TRENTON, N.J. (AP) — As Governor Chris Christie prepares to announce his budget plan for the next fiscal year, the New Jersey forecast calls for a rise in tax revenues but also state financial obligations. And there’s still the chance of a shortfall between now and the end of June.
Christie will announce his plan Tuesday for the fiscal year starting July 1, also the deadline for the Democrat-controlled Legislature to approve a plan.
With his administration recently besieged by scandal, the governor has not said much about any potential new wrinkles for budget-making outside of a few remarks at his State of the State speech last month when he touched on the debt, pension obligations and tax policy.
The current-year budget is about $33 billion. The next-year budget most likely will be higher. By law, it must be balanced.
The annual deliberations on the state’s spending-and-revenue plan come at a time when Democratic lawmakers have said they are less likely to go along with the Republican governor on some issues.
Christie claimed a mandate from voters when he easily won re-election in November. But his standing could be weakened by investigations into massive traffic jams near the George Washington Bridge apparently created by Christie aides as political retribution and from accusations that cabinet members used the prospect of local storm relief to pressure a mayor to support a real estate deal.
The normally gregarious Christie has not taken questions from the media, except for one radio interview, since a news conference Jan. 9 to address the traffic scandal. He hosted a town-hall meeting for residents last week.
David Rousseau, who served as state treasurer under Gov. Jon Corzine and now analyzes budget and taxes for New Jersey Policy Perspective, said he expects state revenues in the next fiscal year to be up by $1.5 billion to $2 billion over the current fiscal year.
But a chunk of that — up to $1 billion — is already accounted for between rising debt-service obligations and pension fund payments. Christie suggested in his January speech that those rising costs could also hamper other plans.
“That’s nearly $1 billion we can’t spend on education, that we can’t invest in infrastructure improvement, that we can’t use to put more cops on the street, that won’t be available to improve access to health care,” the governor said.
Democratic lawmakers took that to mean Christie was suggesting not making the full payments, and they went into defense mode. Assembly Majority Leader Lou Greenwald said it would be a “breach of the public trust” for the state not to fully honor its 2011 deal to increase pension system payments as public workers also were required to contribute more.

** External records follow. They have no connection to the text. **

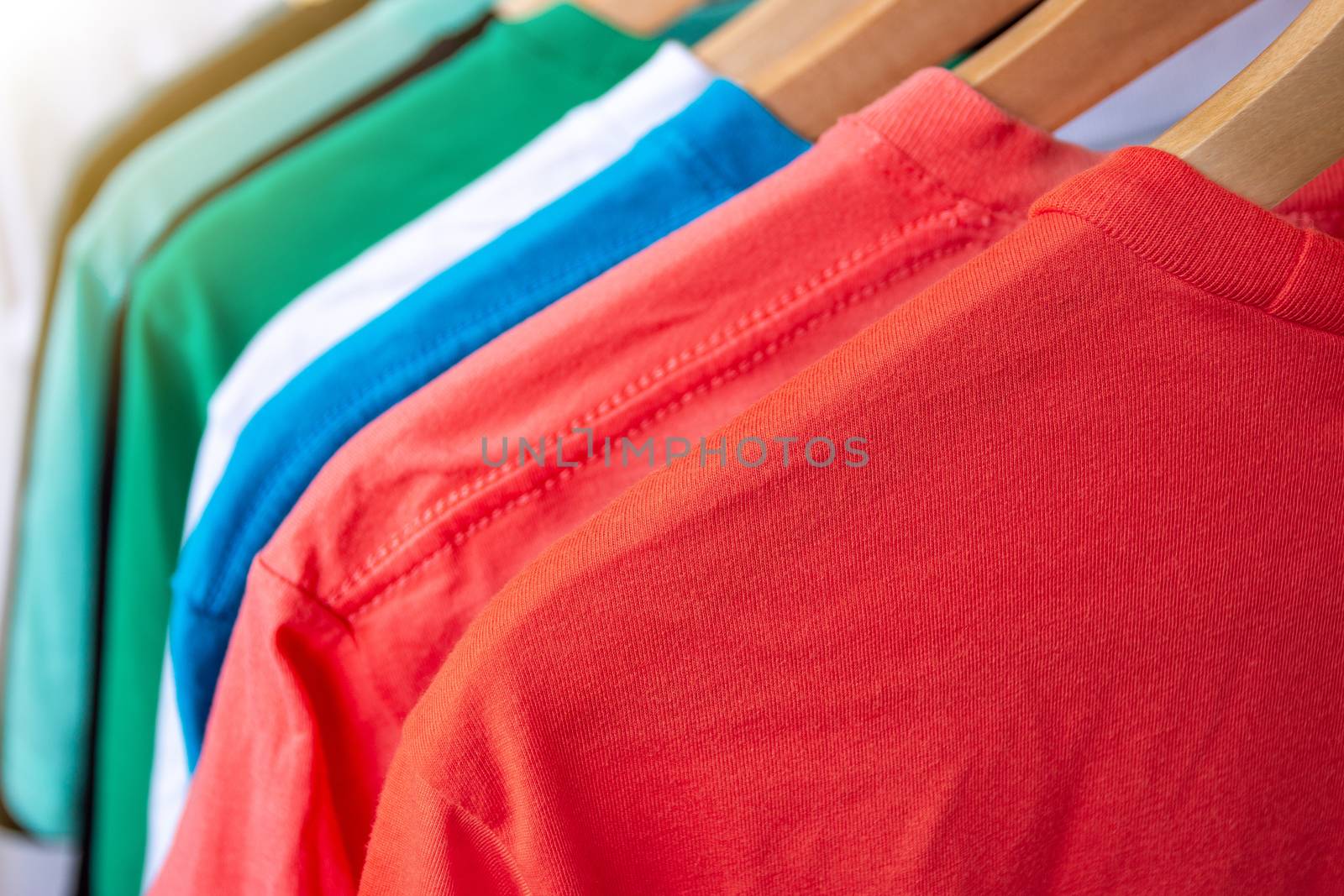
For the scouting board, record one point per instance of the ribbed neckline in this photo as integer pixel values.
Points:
(1176, 219)
(584, 42)
(965, 141)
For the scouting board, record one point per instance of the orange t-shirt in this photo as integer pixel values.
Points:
(410, 530)
(1074, 627)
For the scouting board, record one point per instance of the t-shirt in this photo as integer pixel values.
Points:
(1066, 620)
(584, 143)
(50, 676)
(580, 145)
(69, 70)
(719, 145)
(239, 261)
(302, 821)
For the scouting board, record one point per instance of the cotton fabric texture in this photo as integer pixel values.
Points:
(306, 829)
(50, 676)
(1089, 584)
(719, 145)
(194, 307)
(580, 145)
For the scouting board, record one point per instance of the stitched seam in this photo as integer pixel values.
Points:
(643, 383)
(1263, 309)
(707, 383)
(299, 458)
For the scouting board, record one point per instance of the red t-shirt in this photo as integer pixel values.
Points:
(1074, 627)
(407, 532)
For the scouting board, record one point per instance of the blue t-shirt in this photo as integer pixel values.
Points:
(718, 147)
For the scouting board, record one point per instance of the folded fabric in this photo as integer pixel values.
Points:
(49, 676)
(304, 831)
(228, 270)
(575, 148)
(1082, 578)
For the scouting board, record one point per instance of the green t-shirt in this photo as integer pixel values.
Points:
(50, 678)
(237, 262)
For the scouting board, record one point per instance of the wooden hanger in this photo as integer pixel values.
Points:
(871, 50)
(1068, 55)
(1281, 121)
(635, 16)
(768, 31)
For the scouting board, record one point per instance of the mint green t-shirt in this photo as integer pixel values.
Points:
(228, 270)
(50, 674)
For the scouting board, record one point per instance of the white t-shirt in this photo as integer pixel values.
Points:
(69, 71)
(580, 145)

Greenwald said that the state has to consider changes to its tax system and that he would lay out options as lawmakers take up budget issues.
Since Christie came to office four years ago, he has been in a tug-of-war with lawmakers over taxes. For the first three years, legislators passed and he vetoed bills to raise taxes on the state’s highest earners.
In 2012, he called for across-the-board income tax cuts, which would have helped New Jersey’s higher earners the most. He eventually agreed to a plan to cut income taxes based on the taxpayer’s property tax bill. New Jersey has the highest property taxes in the nation and lawmakers liked the plan, but said the state could not afford to cut a revenue source.
Christie has not said whether his tax relief ideas would follow either of those earlier models, or something else.
Staring everyone in the face before getting to the next fiscal year is the question of how the state can balance the current year’s budget between now and the end of June.
Last month, the state Treasurer’s Office said revenue collections through December were $332 million below the budgeted amounts. On Friday, the Office of Legislative Services — a frequent foil for Christie, but one that has often produced accurate projections — said the shortfall could now exceed $400 million.
Rousseau, the former state treasurer, said the Christie administration apparently was too optimistic with its projections for how quickly the state’s economy would improve. He said that leaves the state budget-planners now in a tough spot, deciding whether to hope collections pick up or to make some cuts now that could turn out not to be needed.
“If you underestimate it and it comes May, you only had a month and a half” to balance the budget, he said. And by then, he said, relatively easy ways to do it may not be available.